За работой он никогда не отличался разговорчивостью, потому я удивился, что он как будто обрадовался мне.
– Даже в эти дни, - отвечал он, - люди, которые пообещали что-нибудь богу, знают, что своих обетов лучше не забывать. Вот это будет приз для хорега
: Гермес, изобретающий лиру.
Он отложил пруток в сторону, взял свою рисовальную доску и уголь.
– Как бы ты стал, Алексий, чтобы натянуть струны на лиру?
– Я бы сел, как любой другой. Но бог, полагаю, может сделать как угодно.
На стене висела лира; я снял ее и, чтобы чем-то заняться, начал настраивать.
– Может, сядешь? - Он набросил одеяло на куб из паросского мрамора, чтобы не холодно было сидеть. - Если хочешь сыграть что-нибудь, это доставит мне удовольствие.
Я сыграл пару учебных мелодий, но ничего хорошего у меня не вышло слишком замерзли пальцы. Подняв взгляд, я увидел, что он вовсю орудует своим углем. Когда тебя раздевают глазами, сразу чувствуешь.
– Ну нет, в такую погоду я ни для кого не стану раздеваться, - сказал я со смехом. - Дождись своего натурщика, которому ты за это деньги платишь.
Он кашлянул и принялся заострять свой уголь.
– Сейчас с этим трудно. Неделю-другую назад я мог найти хоть полдюжины натурщиков с таким сложением, как мне нужно. Но сегодня… - Он пожал плечами. - Правильная анатомия - традиция этой мастерской. Мой отец сделал себе имя на олимпийских победителях. Мне не по нутру работать, не имея перед глазами живого тела. Но сейчас, расхаживая по улицам, ничего не сыщешь, в эти дни только развитые долгими упражнениями мускулы сохраняют форму; а когда зайдет человек благородный, так я опасаюсь предложить ему соглашение - чтобы не обидеть.

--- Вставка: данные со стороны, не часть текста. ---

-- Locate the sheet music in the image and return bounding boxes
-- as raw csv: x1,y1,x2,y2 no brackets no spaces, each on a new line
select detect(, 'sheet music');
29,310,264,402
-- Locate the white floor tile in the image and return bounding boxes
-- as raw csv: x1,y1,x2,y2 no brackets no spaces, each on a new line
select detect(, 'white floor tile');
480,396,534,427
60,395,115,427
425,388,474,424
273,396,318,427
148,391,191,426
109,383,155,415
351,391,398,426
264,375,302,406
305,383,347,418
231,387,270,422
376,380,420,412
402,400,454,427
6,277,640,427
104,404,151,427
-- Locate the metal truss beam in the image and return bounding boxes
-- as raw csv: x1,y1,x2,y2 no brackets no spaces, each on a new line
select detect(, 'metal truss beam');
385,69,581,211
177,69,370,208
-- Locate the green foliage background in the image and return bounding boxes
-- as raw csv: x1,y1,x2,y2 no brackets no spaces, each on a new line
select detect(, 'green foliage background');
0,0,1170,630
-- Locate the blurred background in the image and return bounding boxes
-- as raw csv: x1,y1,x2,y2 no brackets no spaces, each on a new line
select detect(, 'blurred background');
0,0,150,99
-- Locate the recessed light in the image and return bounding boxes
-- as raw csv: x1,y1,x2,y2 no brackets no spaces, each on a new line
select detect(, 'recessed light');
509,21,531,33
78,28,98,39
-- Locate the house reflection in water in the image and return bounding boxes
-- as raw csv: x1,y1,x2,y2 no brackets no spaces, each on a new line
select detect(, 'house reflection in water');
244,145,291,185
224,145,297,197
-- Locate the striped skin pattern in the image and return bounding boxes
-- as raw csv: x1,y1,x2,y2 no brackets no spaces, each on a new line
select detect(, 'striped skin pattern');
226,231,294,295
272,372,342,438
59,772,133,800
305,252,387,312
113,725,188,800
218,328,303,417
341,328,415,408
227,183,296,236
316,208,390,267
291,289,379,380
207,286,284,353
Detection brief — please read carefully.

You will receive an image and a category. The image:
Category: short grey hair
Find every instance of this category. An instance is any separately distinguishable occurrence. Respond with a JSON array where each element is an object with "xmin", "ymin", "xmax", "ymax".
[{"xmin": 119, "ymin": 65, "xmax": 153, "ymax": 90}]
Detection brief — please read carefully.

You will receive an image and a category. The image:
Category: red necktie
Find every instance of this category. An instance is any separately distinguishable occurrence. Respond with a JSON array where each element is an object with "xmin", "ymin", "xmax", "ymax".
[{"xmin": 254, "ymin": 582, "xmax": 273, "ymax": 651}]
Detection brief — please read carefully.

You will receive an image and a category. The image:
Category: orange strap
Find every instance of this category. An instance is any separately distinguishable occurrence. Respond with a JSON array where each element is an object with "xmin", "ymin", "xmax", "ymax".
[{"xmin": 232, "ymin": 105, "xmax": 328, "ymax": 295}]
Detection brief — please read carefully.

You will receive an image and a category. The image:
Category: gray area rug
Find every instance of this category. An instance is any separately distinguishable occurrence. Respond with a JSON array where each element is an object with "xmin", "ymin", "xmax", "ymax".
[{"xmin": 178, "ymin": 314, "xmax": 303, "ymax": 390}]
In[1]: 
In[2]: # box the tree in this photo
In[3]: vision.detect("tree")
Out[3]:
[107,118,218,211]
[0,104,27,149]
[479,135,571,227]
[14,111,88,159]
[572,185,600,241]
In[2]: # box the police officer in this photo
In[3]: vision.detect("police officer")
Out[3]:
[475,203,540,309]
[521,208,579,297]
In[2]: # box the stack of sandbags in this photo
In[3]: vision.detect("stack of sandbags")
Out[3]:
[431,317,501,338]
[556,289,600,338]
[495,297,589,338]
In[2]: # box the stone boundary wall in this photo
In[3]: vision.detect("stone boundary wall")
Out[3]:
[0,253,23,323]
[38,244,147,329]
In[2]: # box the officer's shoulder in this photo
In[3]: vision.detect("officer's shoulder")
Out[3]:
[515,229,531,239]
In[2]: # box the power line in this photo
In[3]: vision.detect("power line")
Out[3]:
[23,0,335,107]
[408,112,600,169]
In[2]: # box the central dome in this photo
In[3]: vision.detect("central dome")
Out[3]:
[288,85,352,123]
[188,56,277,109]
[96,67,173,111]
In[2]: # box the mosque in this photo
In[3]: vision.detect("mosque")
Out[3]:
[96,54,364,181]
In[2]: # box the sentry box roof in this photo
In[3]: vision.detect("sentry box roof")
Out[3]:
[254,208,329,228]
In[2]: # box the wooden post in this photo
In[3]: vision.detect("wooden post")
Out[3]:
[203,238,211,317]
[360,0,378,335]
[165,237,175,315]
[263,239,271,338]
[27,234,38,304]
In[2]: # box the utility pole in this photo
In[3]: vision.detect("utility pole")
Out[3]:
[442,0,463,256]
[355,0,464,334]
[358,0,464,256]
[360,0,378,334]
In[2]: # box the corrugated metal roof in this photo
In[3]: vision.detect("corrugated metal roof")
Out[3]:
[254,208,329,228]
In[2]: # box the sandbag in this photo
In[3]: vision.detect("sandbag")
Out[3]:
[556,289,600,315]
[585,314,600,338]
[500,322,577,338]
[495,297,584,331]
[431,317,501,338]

Я чуть не расхохотался в голос. Думаю, дело было в том, что я обычно заходил сюда посмотреть на работу вместе с Ксенофонтом или еще кем-нибудь состоятельным. Я избавил его от опасений, стараясь не проявить, однако, слишком большой охоты.
– Самое большее, что сегодня можно предложить, - это немного гостеприимства, - сказал он.
Но это была совсем не плохая сделка: он собирался платить мне едой, которая стоила дороже денег. Это означало, что, пока длится работа, я не буду ничего брать из дома. Скоро я узнал, что каждый еще работающий скульптор поступал так же, чтобы его натурщик не худел слишком быстро.
Поликлет обошелся со мной очень хорошо. Даже внес небольшой противень с углями, чтобы согреть меня. Но в конце концов мне пришлось стоять, перенеся вес тела на одну ногу с выпяченным наружу бедром - поза эта только-только вошла в моду и была предметом всеобщего увлечения. Я стоял, держа в вытянутой руке какую-то штуковину, изображающую собой корпус лиры, а другой рукой показывал на нее; жеманная поза, как я и сейчас думаю: хоть и просто ремесленник, он был вполне благородным человеком - но не настоящим художником, как его отец.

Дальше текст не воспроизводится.